Adriamycin (ADR) nephropathy is the most widely used nephropathy model to study the pathophysiological mechanisms of chronic kidney disease (CKD) in mice. However, its application is limited to a few mouse strains such as the BALB/c strain; the standard strain, C57BL/6J (B6J), does not develop ADR nephropathy. Nevertheless, Arif et al. reported that C57BL/6N (B6N), another standard strain, is ADR-susceptible. Since then, no follow-up reports or other studies have been published on ADR nephropathy in B6N mice. Therefore, the goal of this study was to determine whether B6N mice are indeed susceptible to ADR nephropathy and whether there are differences in ADR susceptibility among the substrains of C57BL/6NCrl (NCrl) and C57BL/6NJcl (NJcl). NCrl mice showed marked albuminuria and mesangial cell proliferation, which are associated with mild ADR nephropathy, confirming that NCrl mice were susceptible to ADR nephropathy. On the other hand, NJcl mice did not exhibit these symptoms. ADR nephropathy models are usually generated by administering ADR through the tail vein, but Arif et al. administered ADR through the orbital vein. Therefore, we investigated the effect of the route of administration on ADR nephropathy. The degree of ADR nephropathy was found to vary based on the route of administration: more severe nephropathy was observed upon administration through the tail vein than through the orbital vein. Therefore, we conclude that NCrl mice are susceptible to ADR nephropathy, and the severity of ADR-induced nephropathy through orbital vein administration is relatively lower than that through the tail vein.

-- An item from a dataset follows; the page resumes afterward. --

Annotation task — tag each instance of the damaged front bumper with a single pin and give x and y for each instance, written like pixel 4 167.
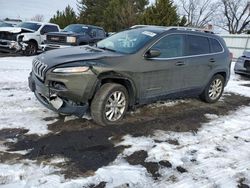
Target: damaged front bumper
pixel 12 46
pixel 53 102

阿霉素(ADR)肾病是研究小鼠慢性肾脏病(CKD)病理生理机制最常用的肾病模型。然而,它的应用仅限于少数几种小鼠品系,如 BALB/c 品系;标准品系,C57BL/6J(B6J),不会发展为 ADR 肾病。然而,Arif 等人报道另一个标准品系 C57BL/6N(B6N)对 ADR 敏感。此后,没有关于 B6N 小鼠 ADR 肾病的后续报道或其他研究。因此,本研究的目的是确定 B6N 小鼠是否确实易患 ADR 肾病,以及 C57BL/6NCrl(NCrl)和 C57BL/6NJcl(NJcl)亚系之间对 ADR 的敏感性是否存在差异。NCrl 小鼠表现出明显的白蛋白尿和系膜细胞增殖,这与轻度 ADR 肾病有关,证实 NCrl 小鼠易患 ADR 肾病。另一方面,NJcl 小鼠没有表现出这些症状。ADR 肾病模型通常通过尾静脉给予 ADR 来建立,但 Arif 等人通过眶静脉给予 ADR。因此,我们研究了给药途径对 ADR 肾病的影响。发现 ADR 肾病的严重程度取决于给药途径:尾静脉给药比眶静脉给药导致更严重的肾病。因此,我们得出结论,NCrl 小鼠易患 ADR 肾病,眶静脉给药诱导的 ADR 肾病的严重程度相对低于尾静脉给药。